Zachary Taylor
President Zachary Taylor, a shrewd businessman and land speculator, owned a plantation near Baton Rouge that he called home after the 1820s.
Zachary Taylor, the twelfth president of the United States, served a mere sixteen months spanning the years 1849–50 before his untimely death in office. He was a planter and slaveholder based in Baton Rouge when he entered politics in the late 1840s, a time when northerners and southerners fiercely debated whether Western territories wrested from Mexico should be opened to slavery. Nicknamed “Old Rough and Ready,” before entering politics Taylor had a distinguished forty-year career in the United States Army, serving in the War of 1812, the Black Hawk War, and the Second Seminole War. When some southerners threatened secession, President Taylor stood firm and was prepared to hold the Union together by armed force rather than by compromise.
Taylor was born November 24, 1784, in Orange County, Virginia, to a prominent family of plantation owners. His father, Richard T. Taylor, an officer in the American Revolution, was rewarded for his service with a land grant near Louisville, Kentucky, where Zachary grew up. Although he received little formal education, Zachary Taylor was a shrewd businessman and land speculator who acquired several plantations, including one near Baton Rouge, which he called home after the 1820s. Taylor opposed the spread of slavery (but not slavery as an institution) and dissolution of the Union, but he largely kept his political beliefs to himself. His entry into the presidential race of 1848 struck many observers as a surprise.
His political accomplishments were few, but his military career was impressive and his personal life was full. In 1810, Taylor married Margaret Mackall Smith in Louisville. The couple had six children, including Sarah, who died of malaria shortly after marrying future Confederate President Jefferson Davis in 1835, and Richard, who became a Confederate general during the Civil War.
In 1808, Taylor was commissioned as first lieutenant and began a long military career in the US Army. He was stationed in New Orleans and Terre aux Boeufs, Louisiana, in 1809, but spent much of his service at forts along the frontier. During the War of 1812, Taylor fought Native Americans allied with the British in the Indiana and Illinois Territories, and was promoted to major. In 1820, Lieutenant Colonel Taylor was engaged in the construction of the Jackson Military Road, which connected Columbia, Tennessee, with Madisonville, Louisiana, with a spur from the Pearl River to Bay St. Louis, Mississippi, on the Gulf of Mexico. He found his troops ill fed and poorly supplied upon his arrival but organized the slender resources at his disposal to complete the project.

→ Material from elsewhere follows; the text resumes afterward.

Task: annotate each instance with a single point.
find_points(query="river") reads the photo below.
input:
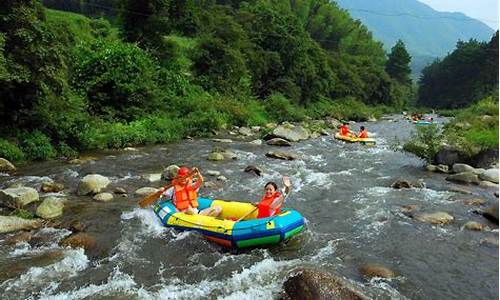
(353, 217)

From 1820 through 1821, Taylor was posted in Bay St. Louis and Natchitoches on the Red River, and established Fort Jessup at Shield’s Spring, Louisiana, which commanded the watersheds of the Red and Sabine Rivers.
By 1822, Taylor became commanding officer of Fort Robertson at Baton Rouge, which sat amid the prosperous sugar and cotton plantations of the Lower Mississippi, where he established a plantation even as his itinerant military career continued. He remained at Fort Robertson through the spring of 1824 and returned to Louisiana to command garrisons at New Orleans (1827–28 and 1831). During this time, he speculated in the farmlands of northern Louisiana and purchased a 380-acre plantation in Feliciana Parish, which he often rented and finally sold in 1849 before departing for the White House, along with the Cypress Grove plantation near Rodney, Mississippi. Taylor owned at least three hundred enslaved people in an era when only one percent of slave owners held more than one hundred people. Because Taylor was a largely absentee owner owing to his military service, his plantations were operated by overseers.
Taylor fought in the Black Hawk War (1832) and the Second Seminole War (1837). Promoted to brigadier general, Taylor was responsible for occupying Texas during the republic’s annexation by the United States and by 1846 had established his forces on the banks of the Rio Grande in preparation for the expected Mexican-American War. After the conflict erupted in the spring of 1846, Taylor, although outnumbered by the Mexican army, won victories at Palo Alto, Resaca de la Palma, Monterrey, and Veracruz. His leadership was instrumental in Mexico’s defeat. Lauded by the press as a war hero and savior of the republic, Taylor was promoted to major general and received a congressional commendation. He had become one of the most acclaimed men in America.
Taylor was persuaded to run as the Whig Party candidate for president in 1848 with Millard Fillmore as his running mate. Despite his affiliation, Taylor refused to be bound by the Whig platform. “I am not a party candidate, and if elected cannot be President of a party, but President of the whole people,” he said. Taylor defeated the Democratic candidate Lewis Cass and the Free Soil Party’s Martin Van Buren.
Mounting political turmoil over slavery and western expansion marked his tenure in the White House. Deference to Congress was Taylor’s guiding principal after his inauguration in 1849. Sixty-four years old when he assumed the Presidency, he was already an old man by the measure of his era and the strain of office wore on him. He did not survive his term. Taylor died on July 9, 1850, probably from severe gastroenteritis.